Joe Osei Owusu avers there was no basis for the over 3 million cedis payment made to the four ex-employees including two former Chief Executives Tsatsu Tsikata and Nana Asafo Agyei.
His damnation of the Board of the GNPC is a new sting in the tale of allegations, confirmations and denials of payments made to former heads of the GNPC.
MP for Adansi Asokwa KT Hammond set the scandal off with an allegation that GNPC had ordered the payment of various sums of monies to Tsatsu Tsikata, Nana Asafo Agyei, Esther Cobbah and Mr Benjamin Dagadu who used to be the Field Evaluation and Development Manager of the Corporation.
According to the Asokwa MP, Tsikata and Asafo Agyei were each paid one million cedis whilst the wife of Tsikata, Esther Cobbah who was then the Public Affairs Manager at GNPC was paid 600,000 cedis.
He described the payment as criminal and illegal and demanded an investigation into the payment.
On Monday, the GNPC issued a statement confirming the Board's decision to make the payment to the four. While it will not disclose the exact amount paid to them, the Board stated the four employees had acquitted themselves well during their period of employment and that it was a "valid obligation" on the part of the Corpration to pay them their ex-gratia.

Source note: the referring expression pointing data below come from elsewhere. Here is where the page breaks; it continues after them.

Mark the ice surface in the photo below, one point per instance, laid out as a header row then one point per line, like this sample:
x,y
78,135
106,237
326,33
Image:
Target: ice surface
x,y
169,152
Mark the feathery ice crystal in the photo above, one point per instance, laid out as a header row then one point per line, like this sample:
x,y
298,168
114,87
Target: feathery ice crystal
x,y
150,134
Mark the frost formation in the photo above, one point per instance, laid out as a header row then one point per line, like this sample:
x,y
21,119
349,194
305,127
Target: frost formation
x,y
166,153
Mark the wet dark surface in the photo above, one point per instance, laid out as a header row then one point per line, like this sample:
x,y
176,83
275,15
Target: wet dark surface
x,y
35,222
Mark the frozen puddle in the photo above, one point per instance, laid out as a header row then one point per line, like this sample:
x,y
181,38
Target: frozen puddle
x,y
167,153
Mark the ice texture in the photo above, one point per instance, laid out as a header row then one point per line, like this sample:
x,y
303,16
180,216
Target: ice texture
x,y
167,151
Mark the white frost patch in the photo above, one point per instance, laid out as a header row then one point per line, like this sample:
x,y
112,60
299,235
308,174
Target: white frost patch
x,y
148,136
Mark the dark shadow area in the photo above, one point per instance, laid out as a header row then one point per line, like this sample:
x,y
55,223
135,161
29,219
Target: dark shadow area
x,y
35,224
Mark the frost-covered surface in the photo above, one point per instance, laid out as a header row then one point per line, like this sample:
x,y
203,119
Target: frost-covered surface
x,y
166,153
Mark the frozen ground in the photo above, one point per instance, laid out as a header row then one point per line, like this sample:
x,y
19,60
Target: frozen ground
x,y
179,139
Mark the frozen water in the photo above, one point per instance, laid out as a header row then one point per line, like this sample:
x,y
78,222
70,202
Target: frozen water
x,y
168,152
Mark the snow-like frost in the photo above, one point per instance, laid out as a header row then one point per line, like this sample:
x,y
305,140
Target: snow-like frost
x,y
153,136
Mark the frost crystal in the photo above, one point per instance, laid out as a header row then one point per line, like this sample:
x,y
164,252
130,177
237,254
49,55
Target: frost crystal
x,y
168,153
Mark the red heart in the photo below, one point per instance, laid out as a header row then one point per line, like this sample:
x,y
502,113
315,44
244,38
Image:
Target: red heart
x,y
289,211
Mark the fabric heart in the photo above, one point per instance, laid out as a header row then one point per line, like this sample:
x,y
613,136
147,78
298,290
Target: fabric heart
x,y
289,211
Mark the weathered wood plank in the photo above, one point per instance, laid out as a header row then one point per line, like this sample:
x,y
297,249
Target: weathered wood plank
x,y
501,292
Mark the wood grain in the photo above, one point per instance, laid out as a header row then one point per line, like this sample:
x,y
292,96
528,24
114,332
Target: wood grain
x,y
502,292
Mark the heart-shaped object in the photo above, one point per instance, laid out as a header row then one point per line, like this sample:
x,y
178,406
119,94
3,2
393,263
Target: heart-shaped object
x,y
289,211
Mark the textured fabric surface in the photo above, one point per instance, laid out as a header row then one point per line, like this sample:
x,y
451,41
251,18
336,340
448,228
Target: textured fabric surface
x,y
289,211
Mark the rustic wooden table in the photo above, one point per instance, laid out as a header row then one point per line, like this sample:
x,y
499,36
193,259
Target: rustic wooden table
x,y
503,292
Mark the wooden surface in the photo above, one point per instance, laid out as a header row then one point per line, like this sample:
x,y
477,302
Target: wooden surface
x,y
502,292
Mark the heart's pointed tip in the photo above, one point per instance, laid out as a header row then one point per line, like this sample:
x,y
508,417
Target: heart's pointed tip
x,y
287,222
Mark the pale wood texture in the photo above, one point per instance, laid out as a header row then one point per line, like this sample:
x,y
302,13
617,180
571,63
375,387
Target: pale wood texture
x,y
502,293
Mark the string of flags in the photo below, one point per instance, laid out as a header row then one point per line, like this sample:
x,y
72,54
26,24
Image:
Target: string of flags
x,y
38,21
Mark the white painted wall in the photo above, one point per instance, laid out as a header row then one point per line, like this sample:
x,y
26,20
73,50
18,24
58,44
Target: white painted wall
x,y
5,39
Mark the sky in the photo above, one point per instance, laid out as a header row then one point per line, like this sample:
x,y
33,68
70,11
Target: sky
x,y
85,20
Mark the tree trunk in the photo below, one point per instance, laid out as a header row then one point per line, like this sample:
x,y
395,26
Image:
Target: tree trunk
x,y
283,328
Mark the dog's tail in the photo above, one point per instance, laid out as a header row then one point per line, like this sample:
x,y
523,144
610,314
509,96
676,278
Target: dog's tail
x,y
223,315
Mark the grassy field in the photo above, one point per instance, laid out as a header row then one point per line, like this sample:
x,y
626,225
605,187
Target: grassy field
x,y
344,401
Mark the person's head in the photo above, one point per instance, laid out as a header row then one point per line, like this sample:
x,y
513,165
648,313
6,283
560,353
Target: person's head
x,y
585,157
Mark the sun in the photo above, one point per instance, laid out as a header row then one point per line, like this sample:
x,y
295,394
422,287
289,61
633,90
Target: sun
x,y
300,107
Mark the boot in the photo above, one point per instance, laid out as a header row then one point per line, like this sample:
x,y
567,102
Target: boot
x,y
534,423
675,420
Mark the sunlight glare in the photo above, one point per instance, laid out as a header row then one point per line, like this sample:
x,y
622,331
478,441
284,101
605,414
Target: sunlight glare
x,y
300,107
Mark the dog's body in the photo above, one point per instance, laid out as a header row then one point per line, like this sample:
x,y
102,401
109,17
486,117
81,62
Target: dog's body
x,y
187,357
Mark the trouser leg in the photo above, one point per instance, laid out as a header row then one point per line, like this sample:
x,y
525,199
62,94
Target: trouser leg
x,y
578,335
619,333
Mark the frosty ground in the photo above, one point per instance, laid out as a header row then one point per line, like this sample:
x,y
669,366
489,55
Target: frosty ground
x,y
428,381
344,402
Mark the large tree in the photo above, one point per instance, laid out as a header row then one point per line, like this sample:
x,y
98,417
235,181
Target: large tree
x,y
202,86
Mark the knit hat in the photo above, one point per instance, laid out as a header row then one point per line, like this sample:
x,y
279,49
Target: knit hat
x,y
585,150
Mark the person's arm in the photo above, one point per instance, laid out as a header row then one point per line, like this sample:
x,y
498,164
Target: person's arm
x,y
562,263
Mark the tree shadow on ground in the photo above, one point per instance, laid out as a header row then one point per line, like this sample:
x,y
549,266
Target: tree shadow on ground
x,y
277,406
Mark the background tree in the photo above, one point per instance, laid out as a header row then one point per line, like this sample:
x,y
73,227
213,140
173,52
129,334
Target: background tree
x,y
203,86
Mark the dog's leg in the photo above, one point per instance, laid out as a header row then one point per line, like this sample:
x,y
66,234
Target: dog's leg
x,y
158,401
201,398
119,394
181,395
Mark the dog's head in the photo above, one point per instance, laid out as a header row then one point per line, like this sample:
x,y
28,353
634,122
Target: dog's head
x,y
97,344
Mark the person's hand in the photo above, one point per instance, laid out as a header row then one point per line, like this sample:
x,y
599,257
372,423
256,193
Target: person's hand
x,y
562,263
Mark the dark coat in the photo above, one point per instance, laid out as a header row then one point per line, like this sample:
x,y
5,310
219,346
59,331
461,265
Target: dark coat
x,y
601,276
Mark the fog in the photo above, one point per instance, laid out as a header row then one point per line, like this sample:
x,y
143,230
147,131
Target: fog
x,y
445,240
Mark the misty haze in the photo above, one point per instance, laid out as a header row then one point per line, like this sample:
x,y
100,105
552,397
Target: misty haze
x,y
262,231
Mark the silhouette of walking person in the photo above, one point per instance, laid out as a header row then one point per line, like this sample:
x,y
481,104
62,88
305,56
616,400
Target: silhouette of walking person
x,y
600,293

However, on Tuesday, Esther Cobbah issued a statement saying she was yet to receive any payment from the GNPC.
She claimed she was owed huge sums of monies in entitlements after she was removed rather unceremoniously in 2001 by the then Energy Minister.
She accused KT Hammond of plotting to deny her what is rightfully hers, professing "no weapon fashioned against me by the making of such unjustifiable attacks will prosper."
But it appears she may have to widen her scope of defence against what she described as unjustifiable attacks.
This is because Joe Osei Owusu is wondering how Madam Cobbah of all persons will be making ex-gratia demands on the state and the GNPC.
"In the case of Madam Esther Cobbah we learned that she actually abandoned her post. She was transferred to the Gas Company and never stepped there (GNPC). Is such a person entitled to make any claims?" he questioned.
He said the payment by the Board is not only baseless but he had received information, lawyers of GNPC had written a legal opinion against the payment of the ex-gratia.
He said the Board must be held for causing financial loss to the state for approving payments to the four.